Security

Job seekers beware, you may be feeding data to a Trojan


Beware of TrojanTechWorld | ComputerWorld reports on a variant of the Trojan variant called ‘Prg' that harnesses information from users who fall prey to dubious Job ads and click on them. It was the researchers at Security Firm SecureWorks who first uncovered the Trojan.

A quote from the article at DarkReading:

"The hackers behind this scam are running ads on job sites and are injected those ads with the Trojan," said Jackson. "Thus, when a user views or clicks on one of the malicious ads, their PC is getting infected and all the information they are entering into their browser (including financial information being entered before it reaches the SSL protected sites) is being captured and sent off to the hacker's server in Asia Pacific. This one server is still collecting stolen data and at any one time, we are seeing 9,000 to 10,000 victims sending information to the server."

The hackers have been using numerous techniques to evade detection by antivirus software, and they release newer versions of the Trojan very frequently.
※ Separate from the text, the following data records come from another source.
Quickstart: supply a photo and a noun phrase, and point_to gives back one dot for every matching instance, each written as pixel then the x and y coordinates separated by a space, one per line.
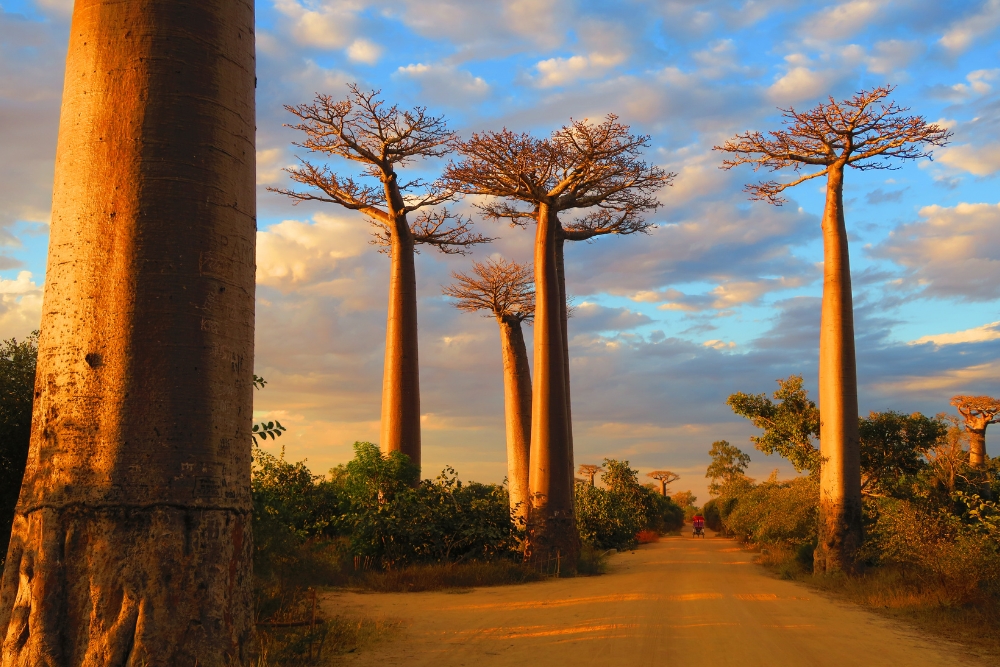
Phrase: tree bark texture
pixel 840 528
pixel 131 543
pixel 551 522
pixel 560 244
pixel 517 406
pixel 401 375
pixel 977 445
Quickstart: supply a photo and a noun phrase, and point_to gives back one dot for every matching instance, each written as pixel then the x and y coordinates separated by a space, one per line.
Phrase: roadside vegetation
pixel 931 552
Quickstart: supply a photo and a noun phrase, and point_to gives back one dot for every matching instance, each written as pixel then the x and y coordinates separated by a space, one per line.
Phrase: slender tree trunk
pixel 517 407
pixel 840 529
pixel 401 376
pixel 551 522
pixel 977 445
pixel 131 544
pixel 560 243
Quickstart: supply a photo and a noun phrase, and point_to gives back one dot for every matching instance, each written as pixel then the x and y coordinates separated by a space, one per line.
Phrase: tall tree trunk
pixel 131 544
pixel 977 444
pixel 517 408
pixel 551 522
pixel 840 529
pixel 401 376
pixel 560 243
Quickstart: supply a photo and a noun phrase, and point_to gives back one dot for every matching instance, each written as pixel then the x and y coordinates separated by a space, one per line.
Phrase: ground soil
pixel 683 602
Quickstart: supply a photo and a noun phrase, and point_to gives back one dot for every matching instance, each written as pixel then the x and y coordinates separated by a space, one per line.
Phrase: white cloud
pixel 963 32
pixel 562 71
pixel 981 159
pixel 327 25
pixel 843 20
pixel 800 83
pixel 445 84
pixel 953 253
pixel 979 334
pixel 364 51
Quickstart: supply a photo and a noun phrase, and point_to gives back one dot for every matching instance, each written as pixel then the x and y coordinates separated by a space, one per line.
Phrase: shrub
pixel 611 518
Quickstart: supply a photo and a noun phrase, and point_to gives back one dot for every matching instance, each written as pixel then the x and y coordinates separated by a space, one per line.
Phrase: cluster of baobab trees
pixel 131 541
pixel 586 180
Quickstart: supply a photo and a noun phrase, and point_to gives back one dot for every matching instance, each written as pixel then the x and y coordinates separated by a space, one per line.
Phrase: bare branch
pixel 503 288
pixel 852 132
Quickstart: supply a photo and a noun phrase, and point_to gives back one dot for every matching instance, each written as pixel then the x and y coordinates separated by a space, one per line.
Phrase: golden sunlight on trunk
pixel 131 544
pixel 840 529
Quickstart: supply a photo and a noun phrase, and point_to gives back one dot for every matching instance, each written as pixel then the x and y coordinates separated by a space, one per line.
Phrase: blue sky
pixel 721 297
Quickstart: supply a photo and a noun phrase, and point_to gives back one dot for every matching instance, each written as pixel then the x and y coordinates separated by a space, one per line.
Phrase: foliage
pixel 728 463
pixel 790 422
pixel 17 386
pixel 773 512
pixel 611 517
pixel 892 449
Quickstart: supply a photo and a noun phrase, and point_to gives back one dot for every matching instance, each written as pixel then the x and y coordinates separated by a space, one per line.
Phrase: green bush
pixel 610 518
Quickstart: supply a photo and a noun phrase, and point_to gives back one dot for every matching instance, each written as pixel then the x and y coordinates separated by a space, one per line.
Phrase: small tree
pixel 17 392
pixel 978 412
pixel 728 463
pixel 593 168
pixel 362 129
pixel 590 471
pixel 863 132
pixel 892 449
pixel 665 478
pixel 790 422
pixel 504 290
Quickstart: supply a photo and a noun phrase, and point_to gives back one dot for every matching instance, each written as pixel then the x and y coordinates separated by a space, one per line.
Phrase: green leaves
pixel 790 423
pixel 264 429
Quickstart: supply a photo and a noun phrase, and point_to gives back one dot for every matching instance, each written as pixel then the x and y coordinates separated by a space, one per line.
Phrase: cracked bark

What makes the Trojan even more dangerous is that it can sniff data from windows internal memory before data is encrypted, implying that it can circumvent SSL security measures as well.

Once again, the only adage most useful for online security is: Look before you click.

1 comments
bankerit
bankerit

I have come across a variant of this theme. You receive an e-mail, apparently in response to your resume posted in a popular employment website like monster. This offers you enticing positions in Nigeria, never mind if the position has no relevance to your experience or training. When you respond to it you will soon receive an offer of employment, directing you to click a button to go to the Nigerian Visa site. You are told you should apply for a visa by clicking on that button, and your costs will be reimbursed when you relocate to Nigeria. Clicking the button takes you to a page where you are asked to pay about USD 1000 to a Western Union account, using your credit card. The idea is to presumably makde you part with your credit card details, or your money, or both.